Monday, May. 06, 1957
Titi & Lorelei
A euphoric Paris critic recently told his readers of an artist whose work has "an intense living presence because it is drawn from the pulsing daily life of breathing humanity." This panting prose was directed to the achievements of a 31-year-old singer named Mick Micheyl. With Juliette Greco, who last week was breathing her dusky ballads to patrons of Manhattan's Waldorf-Astoria, Mick is the most extravagantly acclaimed of post-Piaf popular French "art" singers. Singers Micheyl and Greco look as if they may become the most exciting exports from the Paris nightclubs since Piaf began looking at the unrosy side of La Vie en Rose.
The girls are a study of Gallic contrasts. Mick Micheyl is sunny; Juliette Greco is subterranean. In her simple sheath or plain skirt and white broadcloth shirtwaist, Mick affects the saucy style of a French street urchin--the impertinent type Parisians call un titi. Juliette, in her clinging, floor-length black, displays the kind of world-weariness that once moved Jean Cocteau to speak of "the 'ruinous jewel of her heart." Both Mick and Juliette, intense admirers insist, do not merely sing--they have something to say.
Sentimental Perfume. The daughter of a Lyon lingerie manufacturer, tiny (5 ft.) Singer Micheyl started out to be a painter, changed her mind at the Lyon Ecole des Beaux Arts and talked her way into a job singing in a little Left Bank nightspot. From there she graduated to the big clubs. She writes her own material, all told has turned out some 80 songs, 50 of which have been published. They are simple, marked by a soap-opera concern for the minutiae of middle-class life, and full of frankly sentimental perfume, e.g., "It takes so much love for a single flower to be born of a morning." Micheyl sings the songs in a lilting, open-throated voice, shaking her tight golden curls. Songs like Ni Toi Ni Moi, which celebrates the fact that love is stronger than anything, have moved Parisian poets and musicians to confer on a Micheyl record the Grand Prix du Bisque, a sort of musical Oscar.
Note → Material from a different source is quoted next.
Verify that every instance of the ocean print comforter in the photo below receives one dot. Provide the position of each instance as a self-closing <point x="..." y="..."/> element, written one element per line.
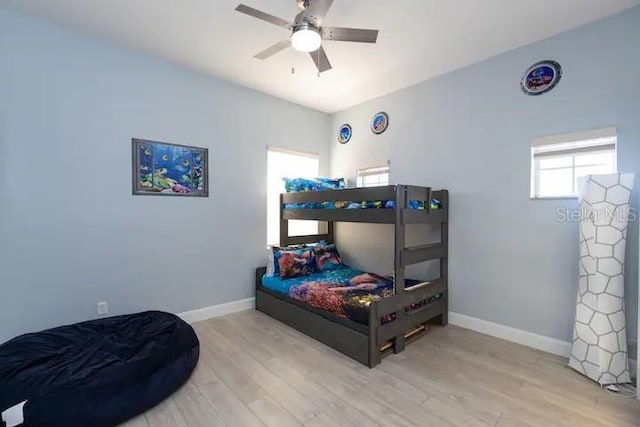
<point x="343" y="291"/>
When she is not performing or composing, Micheyl paints, will have her own show opening this spring. She has just finished a movie in which she stars and for which she wrote the music. Last week between recording dates she was learning English, for in June she will follow her records to the U.S. and try out her calculated gamin style in Manhattan.
Bittersweet Memories. If Mick Micheyl is a Parisian spring breeze, Juliette Greco is a gust from a dark grotto. In Manhattan last week, with her weedy dark hair hanging to her waist, she chanted in French the bittersweet songs that have made her famous at home. Her large, square hands shaped the phrases; her high-cheekbonsd, chalky face was alternately sullen and sad. In her best song, I Hate Sundays ("Every day of the week is empty and hollow, but there's worse than the weekday, there's pretentious Sunday"), her voice faded to an organ whisper. Even in the gayer songs, delivered in a gutty shout, she seemed to be drowning out the memory of something she would rather forget.
A member of a homeless Paris street gang at war's end, Singer Greco was adopted by the existentialists. Sartre, Cocteau, Raymond Queneau, Franchise Sagan wrote poems for her to sing. But she says that 1) the existentialists are not really sad ("Jean-Paul Sartre, he is very gay, very gay, really, really, he is healthy"), and 2) she is not really an existentialist. There has been a break between her and the healthy Sartre, according to Paris rumors, possibly over the fact that she changed some of his lyrics.
Stroking her long tresses ("I like very much my hair; it is a good friend of mine"), she delighted New York audiences as a kind of dark Lorelei. But that might not be the last image of Juliette Greco, for she feels that she can change her style as she wishes. Says she: "I have no limits--if tomorrow Eisenhower writes a good song, I can sing it."